The core of the new system is invocations, found in /ldm/invoke/app/invocations. These represent individual nodes of execution, each with inputs and outputs. Core invocations are already implemented (txt2img, img2img, upscale, face_restore) as well as a debug invocation (show_image). To implement a new invocation, all that is required is to add a new implementation in this folder (there is a markdown document describing the specifics, though it is slightly out-of-date).

Sessions

Invocations and links between them are maintained in a session. These can be queued for invocation (either the next ready node, or all nodes). Some notes:

  • Sessions may be added to at any time (including after invocation), but may not be modified.
  • Links are always added with a node, and are always links from existing nodes to the new node. These links can be relative "history" links, e.g. -1 to link from a previously executed node, and can link either specific outputs, or can opportunistically link all matching outputs by name and type by using *.
  • There are no iteration/looping constructs. Most needs for this could be solved by either duplicating nodes or cloning sessions. This is open for discussion, but is a difficult problem to solve in a way that doesn't make the code even more complex/confusing (especially regarding node ids and history).

Services

These make up the core the invocation system, found in /ldm/invoke/app/services. One of the key design philosophies here is that most components should be replaceable when possible. For example, if someone wants to use cloud storage for their images, they should be able to replace the image storage service easily.

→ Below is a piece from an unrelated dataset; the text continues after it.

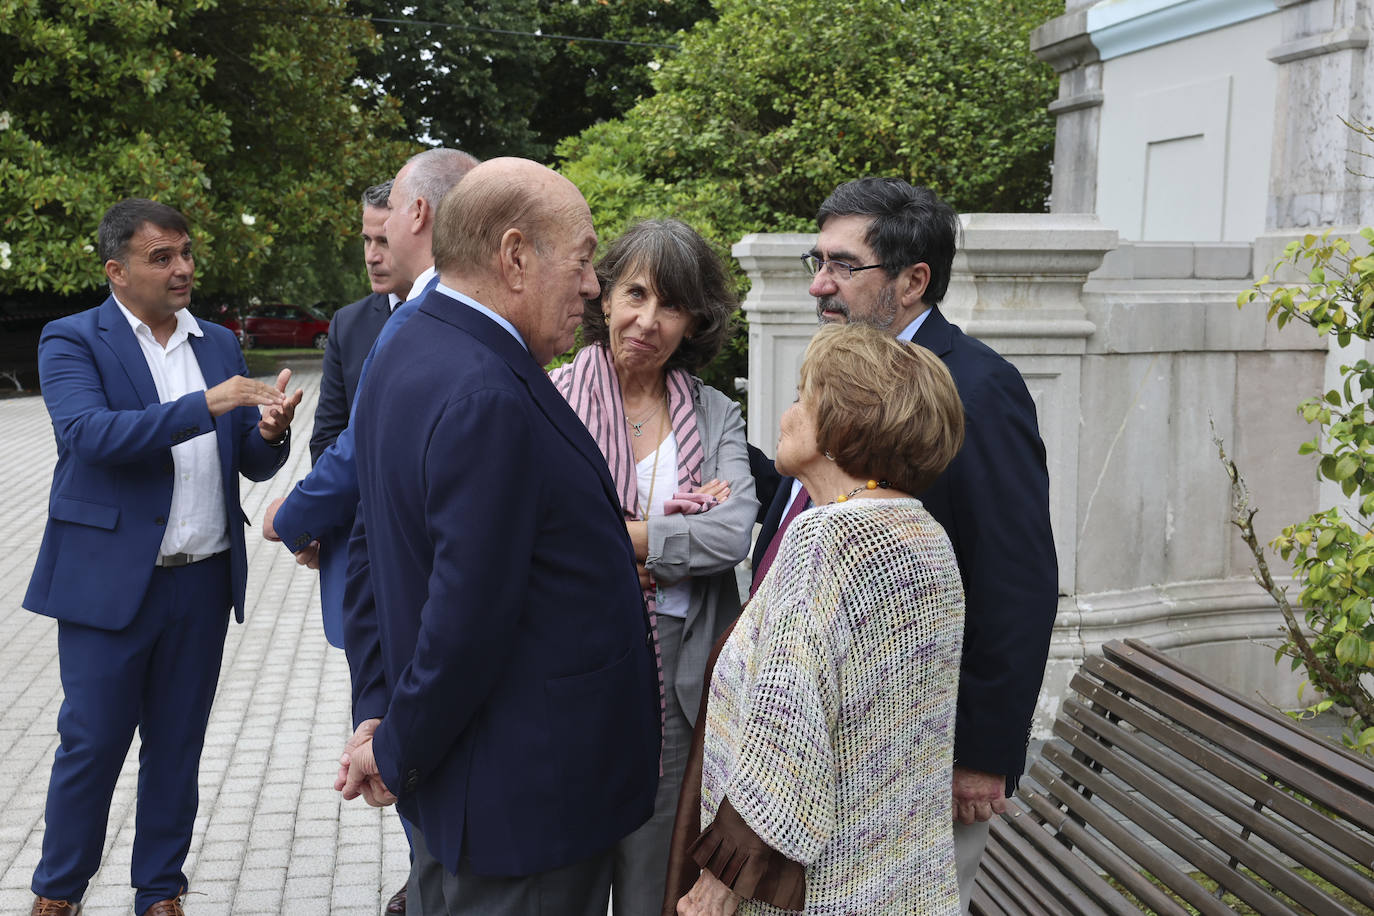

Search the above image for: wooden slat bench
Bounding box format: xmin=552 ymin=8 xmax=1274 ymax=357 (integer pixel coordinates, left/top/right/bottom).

The services are broken down as follows (several of these are intentionally implemented with an initial simple/naïve approach):

  • Invoker: Responsible for creating and executing sessions and managing services used to do so.
  • Session Manager: Manages session history. An on-disk implementation is provided, which stores sessions as json files on disk, and caches recently used sessions for quick access.
  • Image Storage: Stores images of multiple types. An on-disk implementation is provided, which stores images on disk and retains recently used images in an in-memory cache.
  • Invocation Queue: Used to queue invocations for execution. An in-memory implementation is provided.
  • Events: An event system, primarily used with socket.io to support future web UI integration.

Apps

Apps are available through the /scripts/invoke-new.py script (to-be integrated/renamed).

CLI

python scripts/invoke-new.py

Implements a simple CLI. The CLI creates a single session, and automatically links all inputs to the previous node's output. Commands are automatically generated from all invocations, with command options being automatically generated from invocation inputs. Help is also available for the cli and for each command, and is very verbose. Additionally, the CLI supports command piping for single-line entry of multiple commands. Example:

> txt2img --prompt "a cat eating sushi" --steps 20 --seed 1234 | upscale | show_image

API

python scripts/invoke-new.py --api --host 0.0.0.0

Implements an API using FastAPI with Socket.io support for signaling. API documentation is available at http://localhost:9090/docs or http://localhost:9090/redoc. This includes OpenAPI schema for all available invocations, session interaction APIs, and image APIs. Socket.io signals are per-session, and can be subscribed to by session id. These aren't currently auto-documented, though the code for event emission is centralized in /ldm/invoke/app/services/events.py.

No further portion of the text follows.